# Help Me Identify This Projector/Camera Lens



## jack whatley (Feb 11, 2015)

Hey everyone I came across this lens and I'm not sure If It's a camera lens or a projector lens or even how old It Is. If you could help me with a rough price year or manufacture Pictures Below.


----------



## tirediron (Feb 11, 2015)

Looks like a cine lens made by Kowa to me, but I am NOT an expert in these matters.  Unfortunately I can't find anything on that model number and there appear to be no other useful markings.  Based on the size, I would guess it to be from something like a 35mm cine camera.


----------



## AKUK (Feb 11, 2015)

Without any more marking on the lens, it's going to be difficult to ID. 

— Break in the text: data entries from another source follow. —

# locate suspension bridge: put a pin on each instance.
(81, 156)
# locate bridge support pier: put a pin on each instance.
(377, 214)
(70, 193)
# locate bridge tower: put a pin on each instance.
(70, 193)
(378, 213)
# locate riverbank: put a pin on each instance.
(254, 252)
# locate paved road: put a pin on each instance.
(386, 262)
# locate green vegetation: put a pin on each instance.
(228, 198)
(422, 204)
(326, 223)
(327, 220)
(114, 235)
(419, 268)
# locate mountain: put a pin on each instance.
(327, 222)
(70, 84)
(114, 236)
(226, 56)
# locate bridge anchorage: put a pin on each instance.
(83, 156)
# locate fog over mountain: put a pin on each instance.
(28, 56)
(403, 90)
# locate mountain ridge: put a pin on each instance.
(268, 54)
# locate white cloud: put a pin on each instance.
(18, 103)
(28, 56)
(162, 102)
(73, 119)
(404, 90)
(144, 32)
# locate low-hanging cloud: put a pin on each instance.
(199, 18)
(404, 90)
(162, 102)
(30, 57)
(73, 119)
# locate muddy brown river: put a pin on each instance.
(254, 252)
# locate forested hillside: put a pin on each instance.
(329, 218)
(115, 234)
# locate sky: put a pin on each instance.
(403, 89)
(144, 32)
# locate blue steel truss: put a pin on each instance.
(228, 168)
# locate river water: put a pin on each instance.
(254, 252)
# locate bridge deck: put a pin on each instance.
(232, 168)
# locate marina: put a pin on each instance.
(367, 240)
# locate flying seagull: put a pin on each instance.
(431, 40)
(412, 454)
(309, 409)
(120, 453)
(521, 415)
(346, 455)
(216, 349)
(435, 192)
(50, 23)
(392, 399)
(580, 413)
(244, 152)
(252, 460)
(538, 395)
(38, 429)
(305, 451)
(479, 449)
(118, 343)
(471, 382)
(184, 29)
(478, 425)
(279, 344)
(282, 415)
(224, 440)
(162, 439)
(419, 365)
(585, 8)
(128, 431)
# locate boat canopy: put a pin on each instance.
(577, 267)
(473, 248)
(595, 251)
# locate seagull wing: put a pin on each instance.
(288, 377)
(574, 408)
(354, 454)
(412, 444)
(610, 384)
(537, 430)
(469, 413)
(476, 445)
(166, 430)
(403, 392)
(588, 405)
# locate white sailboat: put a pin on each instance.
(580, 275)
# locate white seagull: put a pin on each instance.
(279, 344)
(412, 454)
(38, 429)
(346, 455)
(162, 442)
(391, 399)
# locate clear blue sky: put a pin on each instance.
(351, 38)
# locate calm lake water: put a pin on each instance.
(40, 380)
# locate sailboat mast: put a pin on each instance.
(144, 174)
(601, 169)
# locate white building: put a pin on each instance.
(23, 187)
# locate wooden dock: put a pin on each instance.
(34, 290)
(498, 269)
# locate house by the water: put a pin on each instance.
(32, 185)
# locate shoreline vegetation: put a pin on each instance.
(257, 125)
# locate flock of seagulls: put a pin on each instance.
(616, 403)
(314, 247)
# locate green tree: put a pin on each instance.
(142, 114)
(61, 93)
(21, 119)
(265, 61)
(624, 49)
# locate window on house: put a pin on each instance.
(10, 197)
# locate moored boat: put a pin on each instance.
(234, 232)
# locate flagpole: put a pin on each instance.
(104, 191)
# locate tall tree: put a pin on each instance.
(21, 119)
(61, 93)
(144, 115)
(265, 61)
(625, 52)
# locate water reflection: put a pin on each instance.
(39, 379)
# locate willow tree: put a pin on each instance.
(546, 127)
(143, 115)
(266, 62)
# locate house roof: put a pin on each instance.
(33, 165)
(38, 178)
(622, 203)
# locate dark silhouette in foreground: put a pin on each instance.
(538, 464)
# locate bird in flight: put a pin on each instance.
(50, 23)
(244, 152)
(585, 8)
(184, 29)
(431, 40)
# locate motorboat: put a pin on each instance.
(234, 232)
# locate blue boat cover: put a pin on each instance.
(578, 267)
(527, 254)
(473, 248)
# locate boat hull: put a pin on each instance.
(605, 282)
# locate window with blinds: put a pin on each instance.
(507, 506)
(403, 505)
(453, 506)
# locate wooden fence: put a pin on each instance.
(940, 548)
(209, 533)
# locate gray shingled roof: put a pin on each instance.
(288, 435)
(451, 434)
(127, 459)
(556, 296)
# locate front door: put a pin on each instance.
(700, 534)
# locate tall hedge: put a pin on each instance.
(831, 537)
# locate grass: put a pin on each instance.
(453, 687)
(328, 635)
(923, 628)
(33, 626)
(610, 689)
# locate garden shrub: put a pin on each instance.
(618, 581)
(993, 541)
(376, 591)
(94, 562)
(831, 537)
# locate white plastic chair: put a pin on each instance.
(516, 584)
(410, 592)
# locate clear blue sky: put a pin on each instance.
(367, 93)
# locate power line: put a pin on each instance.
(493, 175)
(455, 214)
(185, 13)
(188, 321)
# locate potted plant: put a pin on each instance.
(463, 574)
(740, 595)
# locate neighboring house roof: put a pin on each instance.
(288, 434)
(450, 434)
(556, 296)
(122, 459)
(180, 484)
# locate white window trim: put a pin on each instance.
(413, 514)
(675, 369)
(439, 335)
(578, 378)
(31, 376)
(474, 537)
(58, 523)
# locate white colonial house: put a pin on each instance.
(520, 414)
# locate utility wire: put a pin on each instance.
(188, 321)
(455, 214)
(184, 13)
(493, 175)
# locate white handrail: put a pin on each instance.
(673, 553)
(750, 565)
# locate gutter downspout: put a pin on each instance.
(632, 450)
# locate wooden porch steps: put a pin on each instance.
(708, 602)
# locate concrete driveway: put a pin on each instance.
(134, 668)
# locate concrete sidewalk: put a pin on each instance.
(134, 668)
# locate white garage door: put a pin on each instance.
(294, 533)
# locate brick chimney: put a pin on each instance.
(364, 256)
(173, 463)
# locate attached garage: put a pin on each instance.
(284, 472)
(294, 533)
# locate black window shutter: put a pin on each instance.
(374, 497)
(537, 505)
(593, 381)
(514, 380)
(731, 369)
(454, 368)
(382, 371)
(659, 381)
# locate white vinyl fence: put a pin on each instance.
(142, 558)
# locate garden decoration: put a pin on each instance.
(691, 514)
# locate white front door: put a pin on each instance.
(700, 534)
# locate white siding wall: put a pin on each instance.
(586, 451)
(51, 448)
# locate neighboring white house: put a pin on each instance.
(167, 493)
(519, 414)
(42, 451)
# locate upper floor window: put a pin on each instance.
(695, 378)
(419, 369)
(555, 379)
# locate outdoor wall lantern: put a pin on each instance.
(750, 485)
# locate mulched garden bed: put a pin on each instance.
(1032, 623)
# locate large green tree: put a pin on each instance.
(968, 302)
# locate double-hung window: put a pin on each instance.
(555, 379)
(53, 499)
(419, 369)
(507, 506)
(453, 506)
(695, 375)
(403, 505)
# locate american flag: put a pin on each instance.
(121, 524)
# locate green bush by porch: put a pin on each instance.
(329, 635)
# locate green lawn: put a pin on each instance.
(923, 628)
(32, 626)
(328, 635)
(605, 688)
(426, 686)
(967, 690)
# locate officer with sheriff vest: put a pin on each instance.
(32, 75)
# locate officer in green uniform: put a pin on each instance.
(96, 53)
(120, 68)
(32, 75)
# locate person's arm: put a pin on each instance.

I would be surprised if it was a Kowa one though. This lens does look very similar to the Kowa Prominar lenses in its shape and design but, the font used doesn't resemble the one Kowa did. It would also have had "Prominar" next to "Anamorphic" written on the barrel. It's absent in the photograph, despite the paint still being present. The same is true of the Kowa logo. I would expect that to be on that section of the lens that the black paint is still present. I could be completely wrong but, just going off of other Kowa lenses I have seen, logic would dictate otherwise.


----------



## dxqcanada (Feb 11, 2015)

I think it is a theatre projector lens.


----------



## compur (Feb 11, 2015)

It's what it says it is -- a Vidoscope anamorphic lens. A projector lens for wide screen format.


----------



## desertrattm2r12 (Dec 25, 2015)

Some of these lenses in better shape are selling for a few hundred dollars on EB. Worth looking into.


----------